Malgré les avantages évidents de la mise en réseau intelligente de la technique du bâtiment, des appareils ménagers et de l’électronique de divertissement, la question de la protection des données reste inéluctable. Les smart homes récoltent en effet des gigabytes de précieuses données et une multitude d’informations sur les habitudes de leurs habitants. Ces données ouvrent des possibilités publicitaires entièrement nouvelles et c’est avant tout pour cette raison que Google, Apple et Amazon pénètrent le marché de l’habitation. Mais qui souhaite réellement que Google sache quand je bois mon café le matin ou quand je me couche le soir? De plus, comme des exemples le montrent aux États-Unis, les systèmes smart home peuvent être piratés. C’est pourquoi Hubware mène une stratégie «Anti-Internet-of-Things» relative à la protection des données, comme l’explique Christian Moser. «Nous apportons l’intelligence dans la maison sans la stocker dans le cloud.» C’est la raison pour laquelle le système «Sarah» fonctionne par le biais d’un serveur propre au logement. Avec un cloud interne à l’entreprise et un cryptage de données end-to-end avec certificats, Hubware veut garantir que ni des tiers, ni l’entreprise elle-même, n’ont accès aux informations relatives aux logements des clients. La protection des données est également un sujet important pour les chercheurs de l’iHomeLab. Dieter von Arx est convaincu qu’il est techniquement possible d’empêcher l’accès aux informations personnelles. Malgré tout, il approuve l’idée que le législateur réglemente la protection des données au sein des smart homes, au moins en partie.

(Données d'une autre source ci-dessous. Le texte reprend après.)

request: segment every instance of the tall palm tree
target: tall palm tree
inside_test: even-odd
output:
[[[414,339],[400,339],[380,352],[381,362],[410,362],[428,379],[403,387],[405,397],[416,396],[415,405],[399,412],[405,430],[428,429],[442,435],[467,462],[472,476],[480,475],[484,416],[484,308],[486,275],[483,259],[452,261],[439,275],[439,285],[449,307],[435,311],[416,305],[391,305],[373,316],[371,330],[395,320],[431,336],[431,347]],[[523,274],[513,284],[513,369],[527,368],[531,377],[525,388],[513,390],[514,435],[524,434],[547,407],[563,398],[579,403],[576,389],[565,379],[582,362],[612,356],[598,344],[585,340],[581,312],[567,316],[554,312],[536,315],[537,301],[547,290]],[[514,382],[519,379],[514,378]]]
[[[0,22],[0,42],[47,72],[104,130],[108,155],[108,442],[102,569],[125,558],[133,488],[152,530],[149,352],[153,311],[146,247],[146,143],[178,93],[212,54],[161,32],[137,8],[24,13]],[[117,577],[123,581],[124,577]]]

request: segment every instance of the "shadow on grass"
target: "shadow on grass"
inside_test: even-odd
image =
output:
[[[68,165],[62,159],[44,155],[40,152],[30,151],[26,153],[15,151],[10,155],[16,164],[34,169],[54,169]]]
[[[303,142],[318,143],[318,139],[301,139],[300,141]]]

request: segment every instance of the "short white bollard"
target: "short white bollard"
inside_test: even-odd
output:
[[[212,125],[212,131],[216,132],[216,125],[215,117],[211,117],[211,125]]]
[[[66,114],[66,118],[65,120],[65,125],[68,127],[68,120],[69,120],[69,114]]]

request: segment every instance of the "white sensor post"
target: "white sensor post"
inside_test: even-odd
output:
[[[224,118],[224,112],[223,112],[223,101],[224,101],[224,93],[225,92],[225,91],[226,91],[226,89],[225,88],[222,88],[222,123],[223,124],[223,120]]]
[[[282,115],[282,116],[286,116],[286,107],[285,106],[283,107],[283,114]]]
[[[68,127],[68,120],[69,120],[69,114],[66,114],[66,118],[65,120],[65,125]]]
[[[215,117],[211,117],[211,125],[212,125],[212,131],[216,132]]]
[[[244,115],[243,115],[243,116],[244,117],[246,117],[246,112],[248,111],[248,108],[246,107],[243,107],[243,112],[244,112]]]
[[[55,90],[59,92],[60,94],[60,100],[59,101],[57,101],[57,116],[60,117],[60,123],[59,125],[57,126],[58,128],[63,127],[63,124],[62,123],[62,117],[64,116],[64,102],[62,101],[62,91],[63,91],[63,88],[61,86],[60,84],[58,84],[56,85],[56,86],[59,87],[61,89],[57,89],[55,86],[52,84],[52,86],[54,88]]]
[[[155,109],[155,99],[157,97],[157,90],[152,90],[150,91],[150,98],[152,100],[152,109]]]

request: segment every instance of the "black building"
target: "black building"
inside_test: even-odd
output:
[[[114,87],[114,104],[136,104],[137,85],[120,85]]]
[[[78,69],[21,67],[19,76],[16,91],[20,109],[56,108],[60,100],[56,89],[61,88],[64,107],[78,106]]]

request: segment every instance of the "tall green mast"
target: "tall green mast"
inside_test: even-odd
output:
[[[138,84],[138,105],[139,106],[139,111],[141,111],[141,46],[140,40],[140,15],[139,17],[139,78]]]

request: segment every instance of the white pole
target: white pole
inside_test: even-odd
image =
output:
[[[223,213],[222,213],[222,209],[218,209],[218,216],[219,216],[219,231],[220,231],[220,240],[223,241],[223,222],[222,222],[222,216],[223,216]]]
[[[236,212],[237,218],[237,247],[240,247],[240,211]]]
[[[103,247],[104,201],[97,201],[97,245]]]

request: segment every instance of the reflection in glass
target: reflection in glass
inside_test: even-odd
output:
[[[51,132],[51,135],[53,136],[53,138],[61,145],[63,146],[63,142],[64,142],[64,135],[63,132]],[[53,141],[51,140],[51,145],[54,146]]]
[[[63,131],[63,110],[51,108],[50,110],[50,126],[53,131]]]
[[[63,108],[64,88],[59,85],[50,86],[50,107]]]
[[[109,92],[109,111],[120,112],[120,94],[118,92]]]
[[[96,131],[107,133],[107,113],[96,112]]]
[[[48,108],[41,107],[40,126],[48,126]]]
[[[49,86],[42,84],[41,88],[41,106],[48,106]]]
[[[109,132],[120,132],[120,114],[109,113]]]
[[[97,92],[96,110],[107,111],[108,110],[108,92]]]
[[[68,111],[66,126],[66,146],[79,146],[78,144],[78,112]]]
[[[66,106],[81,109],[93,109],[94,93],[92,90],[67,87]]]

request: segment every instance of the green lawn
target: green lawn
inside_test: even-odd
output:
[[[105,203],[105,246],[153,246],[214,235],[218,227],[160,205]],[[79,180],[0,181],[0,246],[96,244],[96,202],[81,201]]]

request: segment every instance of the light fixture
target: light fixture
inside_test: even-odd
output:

La visite de l’iHomeLab laisse une impression ambivalente: nous sommes fascinés par les possibilités quasi infinies que donne la mise en réseau numérique mais également un peu sceptiques quant à la garantie de la protection des données et à l’acceptation de l’intelligence artificielle dans notre propre foyer. Mais même si les technologies feront de plus en plus partie de notre quotidien, tout ne sera pas nouveau: à notre grande surprise par exemple, l’iHomeLab est encore équipé d’interrupteurs pour l’éclairage: selon Dieter von Arx, «ils ne disparaîtront pas». «Ou bien avez-vous déjà essayé d’utiliser une application avec une caisse de bière dans les mains?»